O paciente é colocado no leito e a tração da tuberosidade tibial é realizada com o membro afetado em posição neutra com leve rotação interna. O peso da tração varia de pessoa para pessoa, geralmente de 6 a 9 kg, e a duração da tração não deve ultrapassar 12 horas. 90% dos pacientes conseguem o reposicionamento por tração.
Se a tração não atingir os requisitos de reposicionamento, o reposicionamento manual pode ser adicionado, sob anestesia peridural:
O objetivo é fixar a pelve, girar externamente o membro afetado e aumentar a força de tração, e depois girar internamente e retrair internamente o membro afetado para atingir o objetivo de reposicionamento.
O paciente deita-se no chão, dobra o quadril e o joelho afetados em 90°, traciona ao longo do eixo femoral do membro afetado por 2 a 3 minutos, depois gira internamente o membro afetado e flexiona-o levemente, após a reinicialização, abaixe suavemente o membro afetado, e se o pé afetado não parece estar girado externamente, isso indica principalmente uma reinicialização bem-sucedida. Antes de realizar a fixação interna, a máquina C-arm foi utilizada para verificação.
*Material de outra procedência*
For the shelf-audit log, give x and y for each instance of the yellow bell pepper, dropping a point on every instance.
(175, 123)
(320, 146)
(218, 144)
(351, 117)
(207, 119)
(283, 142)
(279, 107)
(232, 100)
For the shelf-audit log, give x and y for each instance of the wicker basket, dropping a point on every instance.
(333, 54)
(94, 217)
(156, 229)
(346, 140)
Se o reposicionamento não for conseguido pelos métodos acima, geralmente indica que a cabeça femoral foi quebrada ou que houve uma separação rotacional entre a cabeça e o pescoço (Figura 1A), ou que há uma inserção em algum lugar entre a cabeça e o pescoço. (Isso pode ocorrer em qualquer um dos tipos Garden II, III ou IV). Neste caso, girar o membro afetado para encaixar a fratura da cabeça e do pescoço não é mais eficaz. Para evitar incisão e reposicionamento, uma técnica percutânea de alavanca com agulha pode ser usada para reposicionar a fratura.
Uma agulha circular óssea de 3,0 a 3,5 mm de diâmetro é inserida verticalmente através da pele 1 a 2 cm abaixo da junção do ligamento inguinal e da artéria femoral até a frente da cabeça femoral, e a agulha é girada mais profundamente até o centro da cabeça femoral sob a supervisão da máquina de braço em C (Figura 1B).
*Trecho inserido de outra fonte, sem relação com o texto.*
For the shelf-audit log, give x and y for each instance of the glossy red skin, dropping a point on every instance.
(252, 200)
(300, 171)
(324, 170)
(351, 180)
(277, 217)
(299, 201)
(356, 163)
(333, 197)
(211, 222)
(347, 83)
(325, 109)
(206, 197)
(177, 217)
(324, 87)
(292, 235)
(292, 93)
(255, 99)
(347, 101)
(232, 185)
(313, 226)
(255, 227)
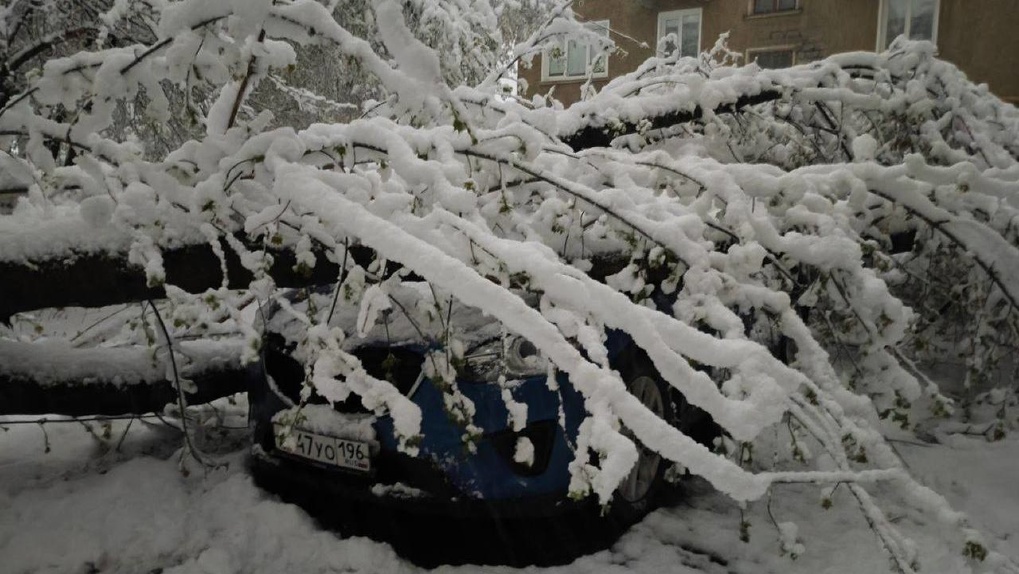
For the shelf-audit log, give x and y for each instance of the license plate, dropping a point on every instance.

Para reforçar a força de intromissão, uma segunda agulha circular óssea pode ser inserida 4-5 mm paralelamente a esta agulha, com a extremidade da agulha deixada fora da pele.
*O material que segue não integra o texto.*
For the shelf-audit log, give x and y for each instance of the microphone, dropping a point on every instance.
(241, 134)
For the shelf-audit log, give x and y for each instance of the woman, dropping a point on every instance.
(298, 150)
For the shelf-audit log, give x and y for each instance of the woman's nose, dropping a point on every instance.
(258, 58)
Através do trocanter maior, duas agulhas circulares ósseas de 3,5 mm de diâmetro são perfuradas percutaneamente de acordo com o ângulo da haste cervical e o ângulo de inclinação anterior, atingindo a extremidade distal da fratura do colo femoral (não passam pela fratura) e deixando a ponta da agulha fora da pele.
O operador segura os dois conjuntos de caudas de agulha com ambas as mãos e ajusta as seções de fratura da cabeça e do pescoço para alinhar entre si com a cooperação do assistente (Figura 1C-E).
Após o alinhamento ser satisfatório, um pino ósseo redondo inserido no trocanter maior é parafusado na cabeça femoral para fixação temporária e vários parafusos ocos são então inseridos na cabeça femoral (Figura 1F).
O método de redução fechada descrito acima pode alcançar a redução necessária em cerca de 98% das fraturas do colo femoral. Quanto melhor for o alinhamento da fratura, seja fechada ou incisada, melhor será o prognóstico. Normalmente, o grau de luxação da fratura mostrado na radiografia é menor que o grau real de luxação da fratura. Como o alinhamento da fratura afeta diretamente a consolidação da fratura e a possibilidade de necrose da cabeça femoral, é necessário um julgamento correto do filme radiográfico após o alinhamento da fratura. Se a curva em S não for lisa ou interrompida, indica que a fratura do colo femoral não atingiu o reposicionamento anatômico (Figura 2).


Figura 1 Fratura do colo do fêmur reposicionada por alavanca percutânea com agulha

Figura 2 Radiografias de fratura do colo do fêmur com curva externa contínua em alinhamento anatômico e curva externa interrompida em alinhamento não anatômico
A técnica de redução fechada pode auxiliar no alinhamento da fratura da haste femoral sem danificar quaisquer tecidos moles ou suprimento sanguíneo para a extremidade da fratura, e pode ser usada para fixação interna com haste intramedular.
Sob anestesia peridural, o paciente fica deitado na cama (a pele do membro afetado não foi esterilizada neste momento), um assistente segura a panturrilha do membro afetado e o outro assistente puxa a raiz da coxa do paciente com um cinto de pano para neutralizar a tração, com o membro afetado em uma posição neutra e a patela do joelho voltada para cima (a fratura da haste femoral geralmente não é girada e deslocada pela tração muscular e pode ser corrigida automaticamente pela tração, então o operador só precisa para corrigir o deslocamento ântero-posterior e lateral da extremidade quebrada da haste).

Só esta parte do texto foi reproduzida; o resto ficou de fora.